The dataset used for this notebook was obtained from gapminder.org with the following information:
# Libraries
import numpy as np
import pandas as pd
import seaborn as sns
import matplotlib.pyplot as plt
%pylab inline
# Read worldwide data into Pandas DataFrames with index column as country
employment = pd.read_csv('employment_above_15.csv', index_col='Country')
female_completion = pd.read_csv('female_completion_rate.csv', index_col='Country')
male_completion = pd.read_csv('male_completion_rate.csv', index_col='Country')
life_expectancy = pd.read_csv('life_expectancy.csv', index_col='Country')
gdp = pd.read_csv('gdp_per_capita.csv', index_col='Country')
# Data specific to index Canada:
# Use .loc to look up values in pd series by index and .iloc for position
employment_ca = employment.loc['Canada'].round(2)
# Drop NAN from the male/female data series
female_completion_ca = female_completion.loc['Canada'].dropna().round(2)
male_completion_ca = male_completion.loc['Canada'].dropna().round(2)
life_expectancy_ca = life_expectancy.loc['Canada'].round(2)
gdp_ca = gdp.loc['Canada'].round(2)
Populating the interactive namespace from numpy and matplotlib
# Print all countries avaliable in worldwide data
print employment.index.values
print "Number of countries in dataset: ",len(employment.index.values)

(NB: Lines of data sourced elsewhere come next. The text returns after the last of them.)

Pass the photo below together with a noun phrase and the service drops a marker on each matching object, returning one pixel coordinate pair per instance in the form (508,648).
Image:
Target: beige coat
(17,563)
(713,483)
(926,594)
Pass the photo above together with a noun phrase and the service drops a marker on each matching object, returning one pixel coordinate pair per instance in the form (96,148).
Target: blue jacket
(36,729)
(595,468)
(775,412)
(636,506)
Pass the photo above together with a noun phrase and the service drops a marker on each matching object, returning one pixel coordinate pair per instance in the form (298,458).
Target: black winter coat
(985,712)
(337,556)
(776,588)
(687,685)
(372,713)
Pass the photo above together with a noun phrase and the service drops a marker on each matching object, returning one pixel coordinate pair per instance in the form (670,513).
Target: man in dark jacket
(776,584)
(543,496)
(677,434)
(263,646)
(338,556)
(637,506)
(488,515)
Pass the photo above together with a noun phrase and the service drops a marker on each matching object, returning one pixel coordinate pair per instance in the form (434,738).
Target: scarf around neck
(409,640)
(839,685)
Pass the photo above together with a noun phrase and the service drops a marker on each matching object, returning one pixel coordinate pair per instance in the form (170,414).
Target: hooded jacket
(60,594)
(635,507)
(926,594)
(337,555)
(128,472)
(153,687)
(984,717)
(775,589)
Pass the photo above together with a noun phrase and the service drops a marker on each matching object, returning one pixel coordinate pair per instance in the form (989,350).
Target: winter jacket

['Afghanistan' 'Albania' 'Algeria' 'Angola' 'Argentina' 'Armenia' 'Australia' 'Austria' 'Azerbaijan' 'Bahamas' 'Bahrain' 'Bangladesh' 'Barbados' 'Belarus' 'Belgium' 'Belize' 'Benin' 'Bhutan' 'Bolivia' 'Bosnia and Herzegovina' 'Botswana' 'Brazil' 'Brunei' 'Bulgaria' 'Burkina Faso' 'Burundi' 'Cambodia' 'Cameroon' 'Canada' 'Cape Verde' 'Central African Rep.' 'Chad' 'Chile' 'China' 'Colombia' 'Comoros' 'Congo, Rep.' 'Congo, Dem. Rep.' 'Costa Rica' "Cote d'Ivoire" 'Croatia' 'Cuba' 'Cyprus' 'Czech Rep.' 'Denmark' 'Dominican Rep.' 'Timor-Leste' 'Ecuador' 'Egypt' 'El Salvador' 'Equatorial Guinea' 'Eritrea' 'Estonia' 'Ethiopia' 'Fiji' 'Finland' 'France' 'Gabon' 'Gambia' 'Georgia' 'Germany' 'Ghana' 'Greece' 'Guadeloupe' 'Guatemala' 'Guinea' 'Guinea-Bissau' 'Guyana' 'Haiti' 'Honduras' 'Hong Kong, China' 'Hungary' 'Iceland' 'India' 'Indonesia' 'Iran' 'Iraq' 'Ireland' 'Israel' 'Italy' 'Jamaica' 'Japan' 'Jordan' 'Kazakhstan' 'Kenya' 'Korea, Dem. Rep.' 'Korea, Rep.' 'Kuwait' 'Kyrgyzstan' 'Laos' 'Latvia' 'Lebanon' 'Lesotho' 'Liberia' 'Libya' 'Lithuania' 'Luxembourg' 'Macao, China' 'Madagascar' 'Malawi' 'Malaysia' 'Maldives' 'Mali' 'Malta' 'Martinique' 'Mauritania' 'Mauritius' 'Mexico' 'Mongolia' 'Morocco' 'Mozambique' 'Myanmar' 'Namibia' 'Nepal' 'Netherlands' 'Netherlands Antilles' 'New Zealand' 'Nicaragua' 'Niger' 'Nigeria' 'Norway' 'Oman' 'Pakistan' 'Panama' 'Papua New Guinea' 'Paraguay' 'Peru' 'Philippines' 'Poland' 'Portugal' 'Puerto Rico' 'Qatar' 'Moldova' 'Reunion' 'Romania' 'Russia' 'Rwanda' 'Saudi Arabia' 'Senegal' 'Serbia and Montenegro' 'Sierra Leone' 'Singapore' 'Slovak Republic' 'Slovenia' 'Solomon Islands' 'Somalia' 'South Africa' 'Spain' 'Sri Lanka' 'Sudan' 'Suriname' 'Swaziland' 'Sweden' 'Switzerland' 'Syria' 'Taiwan' 'Tajikistan' 'Tanzania' 'Thailand' 'Macedonia, FYR' 'Togo' 'Trinidad and Tobago' 'Tunisia' 'Turkey' 'Turkmenistan' 'Uganda' 'Ukraine' 'United Arab Emirates' 'United Kingdom' 'United States' 'Uruguay' 'Uzbekistan' 'Venezuela' 'Vietnam' 'West Bank and Gaza' 'Yemen, Rep.' 'Zambia' 'Zimbabwe'] Number of countries in dataset: 178
From this data analysis, we will be using data from 178 countries to represent "worldwide" trends which should be sufficent.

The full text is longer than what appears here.